What kind of thinking and processes might enable a community Transition initiative to really scale up its impact?
TTP is focused on “changing ideas and world views, and the creation of practical demonstration projects”. As a volunteer group, committed to scaling up the Transition model in their community, they are focusing their energy on the following four key strategic areas:
Embedding local money: Approaching the City Council to see if they might take over running of the local currency the Kawartha Loon (see photo below), accepted by more than 110 businesses. At the moment it is backed by the $60,000 thus far exchanged for the currency. If it were backed by the City’s estimated $30 million deposits, the reach and impact of the scheme would increase hugely.
The 25% Local Food Shift: Working with students of the two local post-secondary institutions and a number of not-for-profit partners, including Farms at Work, TTP has published research showing that a 25% shift in spending towards locally-produced food would benefit the local economy, in 10 years time, by $400 million Cdn a year. Having a robust economic case hugely helps making the case for intentional localisation
Broadening the group’s communications: Through the Greenzine, the group is always seeking ways to reach more people. A recent shift in messaging “scale” in the Greenzine was the move from a Buy Local publication in support of locally-owned businesses, to a consumer magazine with Living Locally as the theme printed on each page and with one quarterly edition dedicated to the adaptive changes required to Live Locally. The magazine is also carries a strong positive message, a sense of what could be achieved. As TTP’s Cheryl Lyon puts it, “we don’t want the catastrophe to do the work for us”
Reskilling: this is a very successful TTP initiative (in terms of reach). In its seventh year, the Transition Skills Forum invites citizens to host sharing a broad range of resilient and adaptive skills e.g. bread-making, edible wild foods, green building etc. The Forum has been run from the beginning as socially inclusive pay-what-you-can policy of $5 Cdn or KL’s (the local currency) and is sponsored by the local Trent University’s students’ sustainability association.

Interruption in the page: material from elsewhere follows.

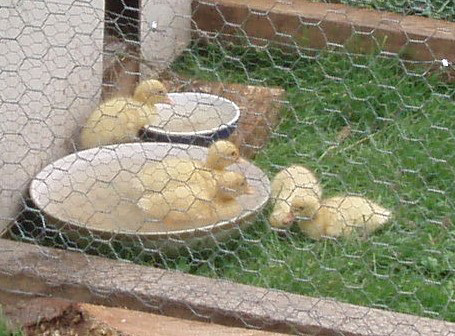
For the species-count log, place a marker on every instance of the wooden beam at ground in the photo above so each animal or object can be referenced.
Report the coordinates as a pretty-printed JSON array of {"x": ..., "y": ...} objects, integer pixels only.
[{"x": 45, "y": 271}]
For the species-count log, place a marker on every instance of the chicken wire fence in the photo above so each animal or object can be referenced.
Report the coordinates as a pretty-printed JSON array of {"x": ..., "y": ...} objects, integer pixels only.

Scaling up does not aim at making TTP bigger but at having the message of Transition through the interrelated eco-social and economic impacts of climate change understood and acted upon in adaptive, positive and constructive ways throughout the community and by many different groups, not just TTP. They also know how to party, as this video shows:
Message for COP21: "Localise as much of your economy, as fast as you can. It cuts your carbon footprint in food, it supports continued business in your community, you build community resilience and strength with people helping each other, communicating with each other. You change peoples’ thinking, so that they think more locally, they act more locally. This may fly in the face of what economists want to hear about growth but it’s absolutely necessary in these transition times". Cheryl Lyon of Transition Town Peterborough.